LES AUTRES (2001)

Alejandro Amenabar nous plonge dans un conte d’épouvante gothique oppressant porté à fleur de peau par Nicole Kidman…

THE OTHERS / LOS OTROS

 

2001 – USA

 

Réalisé par Alejandro Amenabar

 

Avec Nicole Kidman, Christopher Eccleston, Fionnula Flanagan, Alakina Mann, James Bentley, Alexander Vince, Eric Sykes, Elaine Cassidy, Keith Allen

 

THEMA FANTÔMES

En gros plan, Nicole Kidman pousse un hurlement déchirant puis revient lentement à elle, visiblement secouée par un cauchemar intense. Voilà comment commence Les Autres. Il ne faut donc pas longtemps à Alejandro Amenabar pour installer le climat anxiogène dans lequel baignera son film jusqu’à un dénouement choc qui a marqué les mémoires. L’angoisse est là dès l’entame, palpable, insidieuse, omniprésente. Les trois domestiques tapant spontanément à la porte d’une vieille demeure gothique perdue dans la campagne de Jersey, cette île anglo-normande occupée par les Allemands pendant la seconde guerre mondiale, ne nous inspirent pas foncièrement confiance, malgré les airs affables de la vénérable gouvernante Bertha (Fionnula Flanagan) et du sympathique jardinier Edmund (Eric Sykes). Sans doute la présence de Lydia (Elaine Cassidy), la jeune servante muette au visage blafard, concourt-elle à créer le malaise. Mais la maîtresse des lieux, Grace Stewart, campée par une Nicole Kidman glaciale, n’est pas non plus très avenante. Stricte, sévère, bigote, migraineuse, à fleur de peau, elle semble vivre dans une anxiété permanente due à la disparition de son époux au front et à la faiblesse de ses deux enfants, Anne et Nicholas, frappés d’une curieuse maladie qui leur interdit toute exposition à la lumière.
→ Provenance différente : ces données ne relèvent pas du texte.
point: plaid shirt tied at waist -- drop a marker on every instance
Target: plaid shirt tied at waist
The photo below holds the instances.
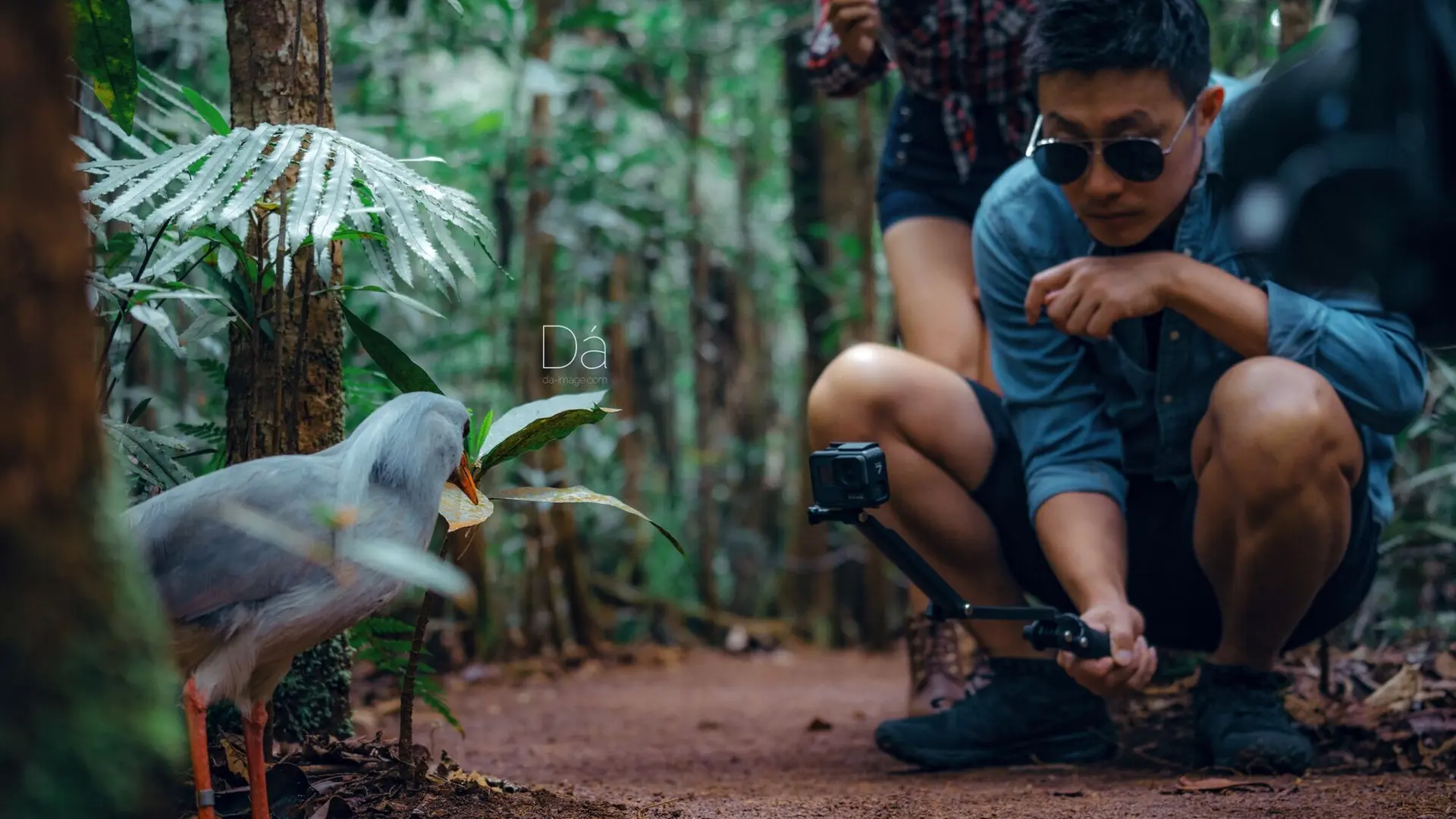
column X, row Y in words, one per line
column 959, row 52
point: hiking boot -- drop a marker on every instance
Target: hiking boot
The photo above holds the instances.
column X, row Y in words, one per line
column 937, row 672
column 1242, row 725
column 1031, row 711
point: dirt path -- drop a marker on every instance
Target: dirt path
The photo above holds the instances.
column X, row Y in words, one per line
column 730, row 738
Cette idée scénaristique surprenante pousse l’homme-orchestre Amenabar (réalisateur, scénariste, compositeur) et son directeur de la photographie Javier Aguirresarobe à plonger la grande majorité des séquences du film dans la pénombre. C’est le moyen idéal d’alimenter ce climat de peur sourde, mais aussi de rendre hommage à plusieurs grands peintres maîtres du clair-obscur, les sources de lumière étant souvent de frêles bougies ou de simples lanternes vacillantes. Peu à peu, le sentiment d’isolation se renforce inexorablement. Les enfants ne peuvent pas sortir à cause de leur maladie, un épais brouillard encercle la maison… « Je me sens coupée du monde », avoue Grace dans un soupir. Elle ne croit pas si bien dire. C’est là que surviennent les phénomènes inexpliqués : des bruits de cavalcades dans les étages, des objets qui tombent, des portes qui s’ouvrent et se referment, des soupirs et des chuchotements, un piano qui semble jouer seul… S’agit-il de fantômes, comme finit par le croire Nicholas ? Qui sont ces visiteurs inconnus qui hantent les lieux et qu’Anne affirme apercevoir régulièrement ?

L’enfer, c’est les autres

Les Autres est un film concept qui ne révèle ses secrets qu’au moment de sa chute, sauf pour les quelques spectateurs perspicaces qui auront compris le fin mot de l’histoire à mi-parcours. Pour ces derniers, l’œuvre minutieuse d’Alejandro Amenabar perd beaucoup de sa force, s’appuyant tellement sur son ultime révélation qu’elle en oublie d’offrir au public la possibilité d’éprouver de l’empathie pour des personnages somme toute très hermétiques. Reste une mise en forme impeccable, une performance d’acteur impressionnante (Kidman en tête bien sûr, soutenue par son époux d’alors, Tom Cruise, ici producteur) et une intéressante opposition entre la foi catholique rigide et l’acceptation de phénomènes surnaturels. Lorsque la gouvernante avance « Je crois que parfois le monde des morts se mélange avec celui des vivants », Garce s’empresse de répondre « Le Seigneur ne permettrait jamais une telle aberration ». Or tout semble démentir ce qu’elle affirme. Amenabar met là à profit l’expérience de sa propre éducation catholique et ses convictions agnostiques personnelles. Nommé pour quinze Goyas (les Oscars espagnols) et récompensé dans huit catégories, dont celles du meilleur film et du meilleur réalisateur, Les Autres fut un colossal succès au box-office, provoquant dans les salles de cinéma un véritable raz de marée de spectateurs enthousiastes.